Clustering
Module for clustering data. These algorithms do not require labeled data. They only need the input data (and the number of clusters in the case of KMeans). They ONLY work with data that is clustered together, hence the name of the module.
- class mapyl.clustering.KMeans(k=2, tol=0.001)[source]
KMeans instance
- Parameters:
k (int): The number of clusters. Defaults to 2
tol (float): The tolerance for the cost. Defaults to 0.001
Usage:
>>> X = np.array([[4, -3],
[9, -6],
[3, -5],
[4, -3],
[9, -5,]])
>>> km = KMeans(K=2, tol=0.001)
>>> km.fit(X, iters=100)
>>> print(km.predict(np.array([[3, -2]])))
>>> 0
- class mapyl.clustering.DBSCAN(eps=2, minpoints=5)[source]
DBSCAN instance, this instance does NOT have methods which return values or predict, so it is important to access the computes values by using the attributes.
- Parameters:
eps (float): The minimum radius of the distances for neighboring instances. Defaults to 2
minpoints (int): The minimum number of points for an instance to become a core.
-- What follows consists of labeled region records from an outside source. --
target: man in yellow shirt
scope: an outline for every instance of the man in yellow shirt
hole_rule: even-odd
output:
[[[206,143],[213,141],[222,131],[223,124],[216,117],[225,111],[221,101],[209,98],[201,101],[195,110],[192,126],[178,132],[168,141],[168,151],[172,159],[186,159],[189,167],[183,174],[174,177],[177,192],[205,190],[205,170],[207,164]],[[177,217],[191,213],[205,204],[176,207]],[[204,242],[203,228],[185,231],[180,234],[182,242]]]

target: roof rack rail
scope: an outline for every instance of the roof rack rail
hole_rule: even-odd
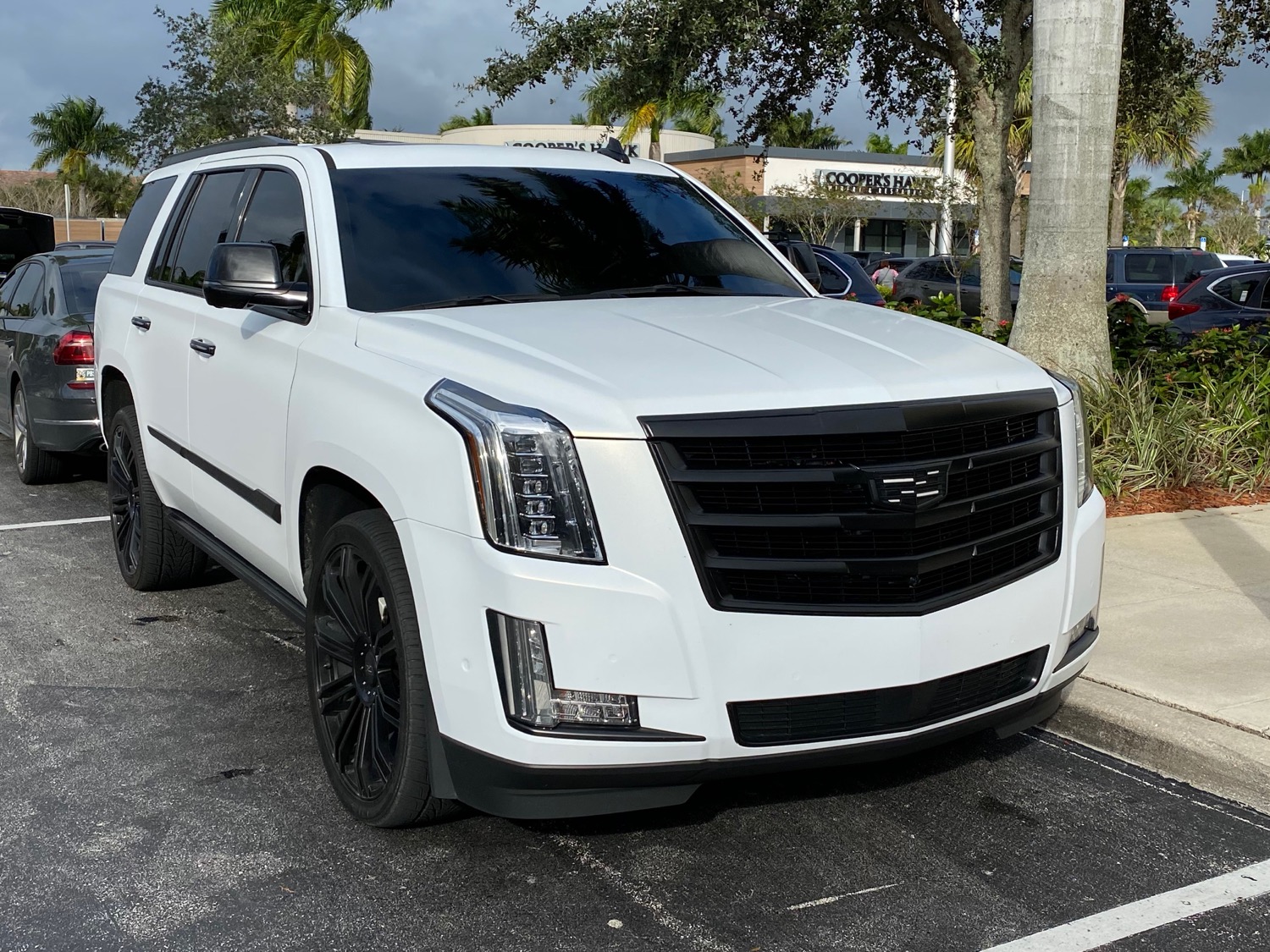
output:
[[[190,159],[202,159],[204,155],[220,155],[221,152],[236,152],[240,149],[268,149],[269,146],[293,146],[296,145],[290,138],[282,138],[279,136],[248,136],[246,138],[231,138],[229,142],[213,142],[210,146],[202,146],[201,149],[190,149],[187,152],[177,152],[175,155],[169,155],[161,162],[159,168],[163,169],[168,165],[175,165],[177,162],[184,162]]]

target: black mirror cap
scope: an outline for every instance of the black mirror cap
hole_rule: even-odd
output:
[[[806,283],[817,291],[820,289],[820,264],[815,260],[815,249],[806,241],[782,242],[786,258],[806,278]]]
[[[282,281],[282,264],[273,245],[225,241],[212,249],[203,298],[212,307],[307,307],[309,289]]]

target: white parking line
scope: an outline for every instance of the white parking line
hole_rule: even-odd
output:
[[[11,526],[0,526],[0,532],[9,529],[43,529],[48,526],[84,526],[90,522],[109,522],[109,515],[90,515],[86,519],[52,519],[50,522],[15,522]]]
[[[1270,895],[1270,859],[1214,876],[1172,892],[1142,899],[1038,932],[984,952],[1088,952],[1110,942],[1137,935],[1161,925],[1190,919],[1245,899]]]

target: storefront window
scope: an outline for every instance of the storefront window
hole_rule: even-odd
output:
[[[888,251],[904,254],[904,222],[888,218],[870,218],[860,235],[862,251]]]

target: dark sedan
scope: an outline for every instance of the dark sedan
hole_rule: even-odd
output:
[[[1191,282],[1168,305],[1168,330],[1181,340],[1214,327],[1250,327],[1270,320],[1270,264],[1222,268]]]
[[[859,260],[826,245],[812,245],[812,250],[815,251],[815,263],[820,265],[822,294],[862,305],[885,306],[886,301],[878,293],[872,278]]]
[[[936,294],[954,294],[958,292],[958,281],[961,284],[961,310],[970,316],[978,316],[979,308],[979,259],[978,258],[952,258],[941,255],[936,258],[918,258],[904,268],[895,279],[895,300],[903,303],[931,303]],[[1019,305],[1019,283],[1022,279],[1022,260],[1013,259],[1010,263],[1010,303]]]
[[[0,286],[0,433],[23,482],[62,475],[67,453],[97,449],[93,310],[110,267],[102,249],[32,255]]]

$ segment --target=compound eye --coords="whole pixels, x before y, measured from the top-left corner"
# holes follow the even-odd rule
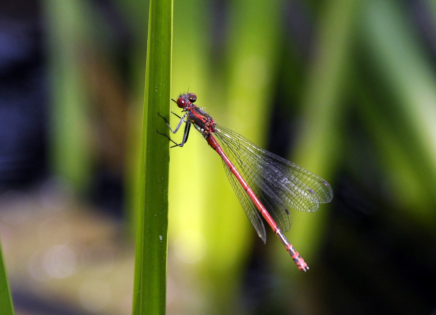
[[[193,103],[197,100],[197,96],[194,93],[188,93],[188,99],[189,99],[189,101],[191,103]]]
[[[179,97],[177,99],[177,106],[181,108],[183,108],[186,106],[186,102],[183,97]]]

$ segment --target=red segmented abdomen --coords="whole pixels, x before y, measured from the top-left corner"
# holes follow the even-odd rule
[[[217,153],[219,154],[220,156],[223,159],[223,161],[226,164],[226,165],[230,169],[230,171],[233,173],[238,179],[238,181],[239,182],[242,188],[247,193],[250,199],[251,199],[256,208],[257,208],[262,216],[263,217],[263,218],[268,223],[268,225],[272,229],[272,230],[274,231],[279,238],[279,239],[280,240],[283,246],[285,247],[286,250],[289,253],[291,257],[293,260],[294,262],[295,263],[295,264],[297,265],[298,269],[303,271],[306,271],[308,270],[309,267],[307,267],[307,264],[304,261],[304,260],[301,258],[298,252],[294,248],[293,246],[289,243],[287,239],[286,238],[286,237],[282,232],[282,230],[276,224],[272,218],[271,217],[266,209],[259,200],[257,196],[256,196],[254,192],[253,192],[252,190],[250,188],[250,186],[248,185],[247,182],[242,178],[239,172],[235,168],[235,166],[232,163],[232,161],[230,161],[228,158],[227,157],[227,156],[224,153],[224,152],[222,151],[222,149],[217,141],[216,139],[215,139],[215,137],[212,134],[210,134],[206,138],[206,140],[209,145],[216,151]]]

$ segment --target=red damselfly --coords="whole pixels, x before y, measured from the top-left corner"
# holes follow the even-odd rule
[[[191,125],[204,137],[209,145],[219,154],[232,186],[245,214],[259,237],[265,243],[266,233],[261,215],[283,244],[298,268],[309,270],[307,264],[282,231],[291,227],[288,208],[302,211],[316,211],[320,203],[331,201],[333,192],[329,184],[320,177],[295,163],[263,150],[242,136],[215,123],[213,118],[194,103],[197,96],[193,93],[171,99],[185,113],[181,116],[171,113],[180,120],[173,134],[185,123],[181,142],[168,138],[174,147],[186,143]],[[214,137],[220,140],[221,145]]]

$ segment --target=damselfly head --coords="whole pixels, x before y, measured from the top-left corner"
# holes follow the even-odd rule
[[[185,108],[190,103],[193,103],[197,100],[197,96],[193,93],[188,93],[179,96],[177,101],[174,101],[177,106],[181,108]]]

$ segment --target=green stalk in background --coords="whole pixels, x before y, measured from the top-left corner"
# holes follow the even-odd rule
[[[2,315],[14,315],[12,300],[10,290],[6,275],[6,268],[3,261],[1,246],[0,245],[0,314]]]
[[[164,314],[173,1],[150,1],[133,314]]]

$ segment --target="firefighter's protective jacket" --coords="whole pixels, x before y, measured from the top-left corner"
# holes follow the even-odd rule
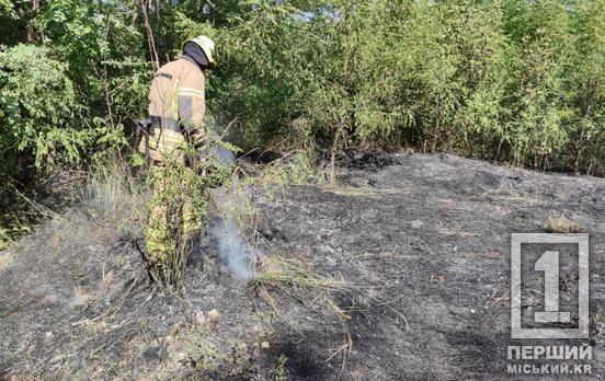
[[[158,70],[149,95],[152,128],[141,139],[141,153],[162,162],[186,139],[197,141],[204,137],[204,72],[187,56]]]

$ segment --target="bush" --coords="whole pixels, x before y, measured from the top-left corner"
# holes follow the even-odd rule
[[[18,174],[28,164],[49,170],[79,162],[95,141],[67,70],[43,47],[20,44],[0,50],[3,173]]]

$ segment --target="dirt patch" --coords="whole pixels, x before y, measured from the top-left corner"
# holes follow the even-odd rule
[[[308,300],[283,300],[296,330],[276,319],[209,243],[184,290],[155,290],[137,234],[116,234],[82,206],[21,240],[0,268],[0,374],[506,378],[506,346],[525,344],[510,338],[510,233],[544,232],[561,215],[591,233],[593,372],[603,374],[604,180],[403,154],[347,160],[339,182],[259,194],[259,235],[266,255],[304,258],[355,285],[334,296],[351,350],[339,351],[339,319]]]

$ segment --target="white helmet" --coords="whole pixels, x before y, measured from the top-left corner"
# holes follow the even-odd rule
[[[186,43],[194,43],[195,45],[199,46],[202,51],[206,55],[206,58],[208,59],[208,62],[210,64],[210,68],[216,67],[216,53],[215,53],[215,43],[207,36],[197,36],[195,38],[187,39],[183,43],[183,49],[185,48]]]

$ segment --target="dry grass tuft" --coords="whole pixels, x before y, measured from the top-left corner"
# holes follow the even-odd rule
[[[564,216],[549,217],[544,223],[548,233],[585,233],[586,228],[581,222],[569,220]]]

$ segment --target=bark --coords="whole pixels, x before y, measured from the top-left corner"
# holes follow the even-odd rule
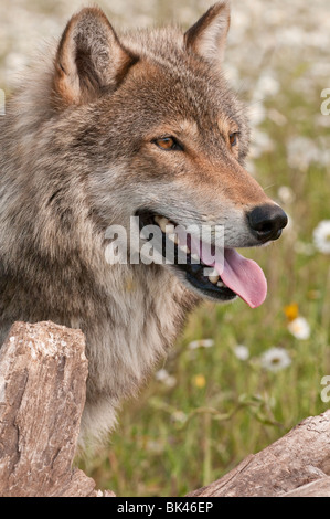
[[[79,330],[12,326],[0,350],[1,497],[103,495],[72,468],[87,372]]]
[[[330,497],[330,410],[310,416],[191,497]]]
[[[88,364],[79,330],[15,322],[0,350],[0,497],[113,497],[73,468]],[[189,497],[330,497],[330,410]]]

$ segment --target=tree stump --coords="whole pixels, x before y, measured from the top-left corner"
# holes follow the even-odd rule
[[[330,497],[330,410],[190,497]]]
[[[79,330],[12,326],[0,350],[1,497],[104,496],[72,468],[87,372]]]
[[[15,322],[0,350],[0,497],[113,497],[73,468],[86,396],[85,338]],[[306,419],[188,497],[330,497],[330,410]]]

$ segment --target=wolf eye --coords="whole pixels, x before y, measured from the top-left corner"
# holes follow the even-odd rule
[[[233,134],[230,134],[230,144],[231,146],[236,146],[237,144],[237,137],[238,136],[238,131],[233,131]]]
[[[179,145],[178,140],[174,137],[162,137],[160,139],[155,139],[153,142],[156,146],[158,146],[160,149],[163,149],[164,151],[172,151],[172,150],[181,150],[182,151],[182,146]]]

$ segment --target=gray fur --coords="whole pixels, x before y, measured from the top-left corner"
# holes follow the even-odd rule
[[[220,2],[212,17],[223,17],[223,4],[228,15]],[[209,54],[217,41],[223,52],[217,25],[226,33],[227,22],[212,24]],[[182,224],[215,218],[226,244],[239,246],[251,244],[244,210],[267,200],[243,168],[244,109],[220,65],[198,53],[199,31],[185,40],[177,28],[117,38],[99,10],[84,10],[0,121],[0,343],[15,320],[84,331],[83,436],[114,425],[120,401],[137,394],[199,300],[170,268],[109,266],[107,226],[128,229],[147,206]],[[239,128],[237,156],[219,118]],[[162,158],[150,139],[184,121],[189,163]]]

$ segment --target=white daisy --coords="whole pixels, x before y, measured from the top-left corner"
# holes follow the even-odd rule
[[[268,371],[280,371],[290,363],[291,359],[284,348],[270,348],[262,356],[262,366]]]
[[[297,317],[288,324],[288,330],[296,339],[309,339],[310,327],[305,317]]]
[[[247,360],[249,357],[249,350],[244,345],[237,345],[234,347],[234,353],[239,360]]]
[[[312,236],[317,250],[330,254],[330,220],[322,220],[315,229]]]
[[[156,372],[156,379],[162,382],[167,388],[173,388],[177,383],[175,377],[171,375],[166,369]]]

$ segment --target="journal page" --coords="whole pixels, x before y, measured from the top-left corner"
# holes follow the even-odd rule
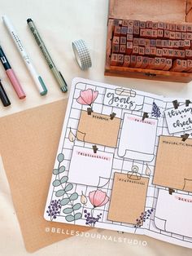
[[[172,231],[162,230],[156,221],[166,219],[159,213],[159,191],[173,195],[171,188],[176,189],[162,187],[159,177],[155,177],[159,139],[168,132],[165,108],[163,96],[75,78],[46,219],[147,233],[190,246],[184,236],[181,240]],[[155,172],[159,173],[158,169]]]
[[[152,183],[155,187],[153,236],[192,247],[192,104],[164,99],[162,135]],[[148,233],[148,232],[146,232]]]

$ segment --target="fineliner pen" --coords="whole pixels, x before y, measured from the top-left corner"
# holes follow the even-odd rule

Defaults to 5
- Attributes:
labels (ndarray): The list of the sample indices.
core_sample_indices (ndarray):The indices of the core samples
noncore_sample_indices (list): The indices of the noncore samples (includes outliers)
cl (int): The number of clusters.
In order for the DBSCAN instance to predict values, the core sample indices and labels can be used to train another algorithm, such as KNN:
>>> X = np.array([[4, -3],
[9, -6],
[3, -5],
[4, -3],
[9, -5,]])
>>> db = DBSCAN(eps=2, minpoints=5)
>>> db.fit(X)
>>> knn = KNearestNeighbors(K=5)
>>> knn.fit(X, db.labels)
>>> print(knn.predict(np.array([3, -2])))
>>> [0]